Lacosamide vs Controlled-Release Carbamazepine Monotherapy as Initial Epilepsy Treatment

 

Lacosamide vs Controlled-Release Carbamazepine Monotherapy as Initial Epilepsy Treatment

Information sourced from NEJM Journal Watch:

Lacosamide vs. Controlled-Release Carbamazepine Monotherapy as Initial Epilepsy Treatment

Lacosamide was no less effective for new-onset seizures in patients with clinically suspected partial epilepsy.

Nearly all new antiepilepsy medications (AEDs) obtain initial indications as adjunctive (add-on) therapy in patients with medically uncontrolled epilepsy, yet most patients are treated (or wish to be) with only one medicine. Very few head-to-head comparisons have been done between new AEDs and older medications with established efficacy in the largest generalizable populations: those with new-onset seizures or those that can be controlled with one AED. Lacosamide (LCM) is FDA-approved as monotherapy based on historical controls and is not approved as monotherapy in Europe. This large international, double-blind, randomized, manufacturer-sponsored study compared efficacy and adverse effects of LCM versus [those of] controlled-release carbamazepine (CBZ-CR) as initial treatment for new-onset suspected partial epilepsy. Reflecting typical medication management, flexible stepwise dose increments were based on seizure control and tolerability.
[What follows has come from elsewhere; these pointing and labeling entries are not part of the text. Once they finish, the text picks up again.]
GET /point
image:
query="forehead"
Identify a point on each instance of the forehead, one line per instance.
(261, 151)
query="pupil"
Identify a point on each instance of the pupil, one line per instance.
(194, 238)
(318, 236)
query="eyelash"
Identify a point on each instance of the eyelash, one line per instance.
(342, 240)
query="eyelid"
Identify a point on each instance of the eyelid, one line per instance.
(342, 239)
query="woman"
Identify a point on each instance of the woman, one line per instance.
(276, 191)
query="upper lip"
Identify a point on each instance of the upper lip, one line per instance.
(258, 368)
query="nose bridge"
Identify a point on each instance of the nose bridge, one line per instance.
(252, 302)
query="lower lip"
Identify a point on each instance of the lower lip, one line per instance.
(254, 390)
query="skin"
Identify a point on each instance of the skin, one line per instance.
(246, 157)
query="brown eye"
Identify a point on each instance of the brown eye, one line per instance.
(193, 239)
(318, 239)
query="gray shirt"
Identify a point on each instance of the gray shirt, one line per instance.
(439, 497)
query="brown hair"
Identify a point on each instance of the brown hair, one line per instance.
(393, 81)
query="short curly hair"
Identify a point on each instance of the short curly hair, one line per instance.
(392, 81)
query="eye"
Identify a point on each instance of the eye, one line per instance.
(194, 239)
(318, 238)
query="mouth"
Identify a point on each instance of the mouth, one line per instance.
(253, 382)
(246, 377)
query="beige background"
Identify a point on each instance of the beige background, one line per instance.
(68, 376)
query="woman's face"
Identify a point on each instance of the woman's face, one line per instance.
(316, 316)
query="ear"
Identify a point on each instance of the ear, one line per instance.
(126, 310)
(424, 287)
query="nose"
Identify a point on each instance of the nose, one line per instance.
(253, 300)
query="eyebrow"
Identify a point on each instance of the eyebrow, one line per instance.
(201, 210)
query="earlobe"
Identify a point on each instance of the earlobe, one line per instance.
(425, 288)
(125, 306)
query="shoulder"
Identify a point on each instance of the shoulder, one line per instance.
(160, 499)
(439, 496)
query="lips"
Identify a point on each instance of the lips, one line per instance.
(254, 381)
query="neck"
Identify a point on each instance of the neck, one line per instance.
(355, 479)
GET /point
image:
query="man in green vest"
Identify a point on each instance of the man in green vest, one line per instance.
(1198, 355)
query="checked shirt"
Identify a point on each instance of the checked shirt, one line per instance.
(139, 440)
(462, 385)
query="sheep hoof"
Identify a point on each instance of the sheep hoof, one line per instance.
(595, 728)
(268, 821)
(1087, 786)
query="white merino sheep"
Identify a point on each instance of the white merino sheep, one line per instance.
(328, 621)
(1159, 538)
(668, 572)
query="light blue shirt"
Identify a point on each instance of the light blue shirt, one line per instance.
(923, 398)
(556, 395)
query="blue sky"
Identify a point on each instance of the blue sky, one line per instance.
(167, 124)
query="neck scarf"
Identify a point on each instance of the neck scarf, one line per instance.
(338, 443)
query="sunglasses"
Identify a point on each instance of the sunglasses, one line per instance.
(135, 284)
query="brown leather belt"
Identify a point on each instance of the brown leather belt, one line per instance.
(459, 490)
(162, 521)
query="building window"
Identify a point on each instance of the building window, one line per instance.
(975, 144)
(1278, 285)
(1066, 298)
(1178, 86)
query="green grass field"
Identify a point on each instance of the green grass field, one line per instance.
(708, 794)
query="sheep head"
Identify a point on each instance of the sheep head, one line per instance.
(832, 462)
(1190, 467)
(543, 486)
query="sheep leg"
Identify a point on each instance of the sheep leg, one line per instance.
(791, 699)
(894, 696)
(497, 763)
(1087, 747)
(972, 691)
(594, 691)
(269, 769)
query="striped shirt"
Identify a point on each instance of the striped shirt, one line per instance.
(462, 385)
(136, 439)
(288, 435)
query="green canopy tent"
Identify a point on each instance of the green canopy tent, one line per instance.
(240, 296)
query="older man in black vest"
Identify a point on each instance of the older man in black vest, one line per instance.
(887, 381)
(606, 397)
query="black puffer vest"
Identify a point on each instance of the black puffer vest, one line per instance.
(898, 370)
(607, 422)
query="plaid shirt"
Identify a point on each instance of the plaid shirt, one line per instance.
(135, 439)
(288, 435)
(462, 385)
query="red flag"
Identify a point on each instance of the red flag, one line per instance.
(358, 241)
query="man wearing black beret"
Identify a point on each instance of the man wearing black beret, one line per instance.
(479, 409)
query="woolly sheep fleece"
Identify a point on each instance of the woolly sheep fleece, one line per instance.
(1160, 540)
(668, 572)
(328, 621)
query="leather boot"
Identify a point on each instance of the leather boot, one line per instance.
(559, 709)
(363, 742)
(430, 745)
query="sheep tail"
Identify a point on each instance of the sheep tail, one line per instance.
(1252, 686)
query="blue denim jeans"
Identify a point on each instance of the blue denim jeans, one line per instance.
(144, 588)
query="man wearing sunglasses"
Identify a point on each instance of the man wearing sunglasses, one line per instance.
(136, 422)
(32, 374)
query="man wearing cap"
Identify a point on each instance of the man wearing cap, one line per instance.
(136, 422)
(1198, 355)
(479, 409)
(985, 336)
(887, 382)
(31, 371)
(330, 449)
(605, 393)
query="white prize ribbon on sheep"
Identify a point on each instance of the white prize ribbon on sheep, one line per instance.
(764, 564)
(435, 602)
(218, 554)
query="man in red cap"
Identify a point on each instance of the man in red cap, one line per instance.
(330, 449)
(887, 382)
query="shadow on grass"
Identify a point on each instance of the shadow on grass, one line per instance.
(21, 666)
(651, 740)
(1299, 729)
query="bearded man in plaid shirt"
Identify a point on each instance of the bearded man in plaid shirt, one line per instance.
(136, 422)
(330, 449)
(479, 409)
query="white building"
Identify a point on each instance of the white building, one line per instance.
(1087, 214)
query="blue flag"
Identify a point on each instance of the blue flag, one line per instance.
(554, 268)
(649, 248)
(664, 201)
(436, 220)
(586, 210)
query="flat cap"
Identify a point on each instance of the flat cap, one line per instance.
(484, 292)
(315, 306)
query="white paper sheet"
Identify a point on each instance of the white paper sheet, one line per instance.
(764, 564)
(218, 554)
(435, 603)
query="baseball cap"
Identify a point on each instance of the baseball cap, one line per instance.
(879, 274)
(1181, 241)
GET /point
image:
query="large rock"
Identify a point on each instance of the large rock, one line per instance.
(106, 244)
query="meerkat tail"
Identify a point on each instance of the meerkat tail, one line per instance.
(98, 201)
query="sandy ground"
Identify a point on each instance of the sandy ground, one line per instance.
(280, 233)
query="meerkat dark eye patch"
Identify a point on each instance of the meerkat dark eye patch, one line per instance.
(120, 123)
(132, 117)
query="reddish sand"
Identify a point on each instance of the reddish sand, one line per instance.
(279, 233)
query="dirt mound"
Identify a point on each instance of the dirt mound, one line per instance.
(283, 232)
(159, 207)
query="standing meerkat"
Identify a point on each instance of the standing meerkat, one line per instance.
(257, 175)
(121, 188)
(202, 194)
LCM was noninferior to CBZ-CR in the proportion of patients seizure-free after 6 months of treatment at the last assessed dose (74% with LCM and 70% with CBZ-CR). LCM and CBZ-CR treatment also did not differ on efficacy measures for predefined subgroups: patients with definite partial epilepsy, patients with generalized tonic-clonic seizures without definite evidence of focal onset, and patients aged ≥65 years. Incidence of treatment-emergent adverse events was similar; however, for drug-related adverse events, LCM had fewer events than CBZ-CR (37% vs. 46%). Fewer LCM recipients discontinued because of adverse events.

COMMENT

This important study provides strong evidence for another good choice in the initial treatment of new-onset seizure disorders other than generalized epilepsy. One study strength was the flexible-dose design reflecting typical practice more than the fixed doses and fixed titration schedules used in most AED studies. Although this was a noninferiority trial, all efficacy measures were essentially equivalent and the incidence of most adverse event types favored LCM. Retail cost of LCM is more than four times that of CBZ-CR (https://www.healthwarehouse.com). The clinical significance of many adverse events (e.g., elevated liver function tests) remains to be determined.

Robert C. Knowlton, MD, MSPH reviewing Baulac M et al. Lancet Neurol 2017 Jan.

CITATION(S):

Baulac M et al. Efficacy, safety, and tolerability of lacosamide monotherapy versus controlled-release carbamazepine in patients with newly diagnosed epilepsy: A phase 3, randomised, double-blind, non-inferiority trial. Lancet Neurol 2017 Jan; 16:43.